Tigers don’t have a set season for reproduction to take place. Instead they are able to engage in the activities throughout the year. However, most of the time it will occur from late November through early April. Males are ready to mate when they are approximately 5 years of age. For females it is about 3 ½ years of age.
During the courting process you may hear tigers making a variety of howls and whines for each other. The males usually start this off but the females are very likely to respond. When they do come into contact with each other a dance of smelling each other, purring, and even rubbing against each other is very common. Some couples will go as far as to lick and to groom each other as well.

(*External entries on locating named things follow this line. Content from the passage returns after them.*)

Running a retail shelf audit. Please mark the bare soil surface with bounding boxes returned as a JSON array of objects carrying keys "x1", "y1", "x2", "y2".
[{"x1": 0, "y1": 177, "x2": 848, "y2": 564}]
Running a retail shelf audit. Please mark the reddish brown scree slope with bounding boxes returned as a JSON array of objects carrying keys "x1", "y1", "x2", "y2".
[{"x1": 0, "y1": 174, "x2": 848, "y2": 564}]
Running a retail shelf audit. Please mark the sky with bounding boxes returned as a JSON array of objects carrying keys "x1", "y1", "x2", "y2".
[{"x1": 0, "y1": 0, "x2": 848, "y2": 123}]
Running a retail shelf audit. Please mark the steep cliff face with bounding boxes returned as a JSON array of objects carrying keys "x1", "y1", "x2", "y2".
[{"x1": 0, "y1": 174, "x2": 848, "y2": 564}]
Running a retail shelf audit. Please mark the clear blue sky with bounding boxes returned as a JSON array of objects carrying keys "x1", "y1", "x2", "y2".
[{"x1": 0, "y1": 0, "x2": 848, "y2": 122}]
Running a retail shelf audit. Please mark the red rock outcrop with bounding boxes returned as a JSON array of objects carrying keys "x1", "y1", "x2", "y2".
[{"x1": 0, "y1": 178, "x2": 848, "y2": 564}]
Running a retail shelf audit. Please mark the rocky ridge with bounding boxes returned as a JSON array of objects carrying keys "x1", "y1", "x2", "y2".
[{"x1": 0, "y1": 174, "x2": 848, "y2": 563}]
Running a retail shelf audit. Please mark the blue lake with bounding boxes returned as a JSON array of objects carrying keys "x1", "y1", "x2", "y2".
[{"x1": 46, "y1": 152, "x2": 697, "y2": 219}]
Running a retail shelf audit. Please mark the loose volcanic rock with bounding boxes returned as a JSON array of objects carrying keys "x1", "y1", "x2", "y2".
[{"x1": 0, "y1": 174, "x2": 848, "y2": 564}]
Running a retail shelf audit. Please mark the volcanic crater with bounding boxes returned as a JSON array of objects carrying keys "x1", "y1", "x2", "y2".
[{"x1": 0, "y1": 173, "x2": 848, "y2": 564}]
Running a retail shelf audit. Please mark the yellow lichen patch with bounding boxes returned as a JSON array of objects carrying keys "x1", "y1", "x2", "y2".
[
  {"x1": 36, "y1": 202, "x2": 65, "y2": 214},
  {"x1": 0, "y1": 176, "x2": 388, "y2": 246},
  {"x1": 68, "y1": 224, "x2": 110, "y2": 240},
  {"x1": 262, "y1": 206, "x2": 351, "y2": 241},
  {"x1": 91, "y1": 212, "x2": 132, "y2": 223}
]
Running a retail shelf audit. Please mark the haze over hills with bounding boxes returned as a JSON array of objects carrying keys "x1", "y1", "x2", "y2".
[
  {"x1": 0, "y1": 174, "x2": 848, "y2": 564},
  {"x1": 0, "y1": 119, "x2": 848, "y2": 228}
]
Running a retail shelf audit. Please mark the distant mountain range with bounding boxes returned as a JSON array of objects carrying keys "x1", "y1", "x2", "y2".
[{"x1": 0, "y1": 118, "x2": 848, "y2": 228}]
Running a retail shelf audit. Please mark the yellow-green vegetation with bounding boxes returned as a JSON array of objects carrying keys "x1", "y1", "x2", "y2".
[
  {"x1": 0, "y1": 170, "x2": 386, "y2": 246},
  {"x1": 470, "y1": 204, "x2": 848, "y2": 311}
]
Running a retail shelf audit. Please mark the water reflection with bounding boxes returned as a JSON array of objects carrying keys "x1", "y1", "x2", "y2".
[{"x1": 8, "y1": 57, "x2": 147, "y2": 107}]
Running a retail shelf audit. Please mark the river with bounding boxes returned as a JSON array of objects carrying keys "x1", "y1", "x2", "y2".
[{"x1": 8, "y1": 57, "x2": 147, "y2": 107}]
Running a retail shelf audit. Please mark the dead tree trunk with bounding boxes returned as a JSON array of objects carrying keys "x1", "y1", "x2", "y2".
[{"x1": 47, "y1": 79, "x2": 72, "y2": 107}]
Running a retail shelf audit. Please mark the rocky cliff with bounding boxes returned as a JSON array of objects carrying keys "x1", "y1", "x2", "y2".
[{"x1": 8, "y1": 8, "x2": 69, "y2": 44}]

When a male and a female decide they would like to mate with each other, they will engage in the act several times over the course of a couple of days. That is how long the female will remain in heat at any given period of time. It is common for a male to mate with several different females as long as he is healthy and his basic needs are being met.

It was a wonderful experience to watch the Tiger pair, at an unexpected moment, when we were exiting the park. We might have missed the pair if we had waited at the park for some more time. That's nature - we never know what happens at what place. During my recent birding trip, an expert told me - "It is nature. No predictions or expectations. We should enjoy what it gives".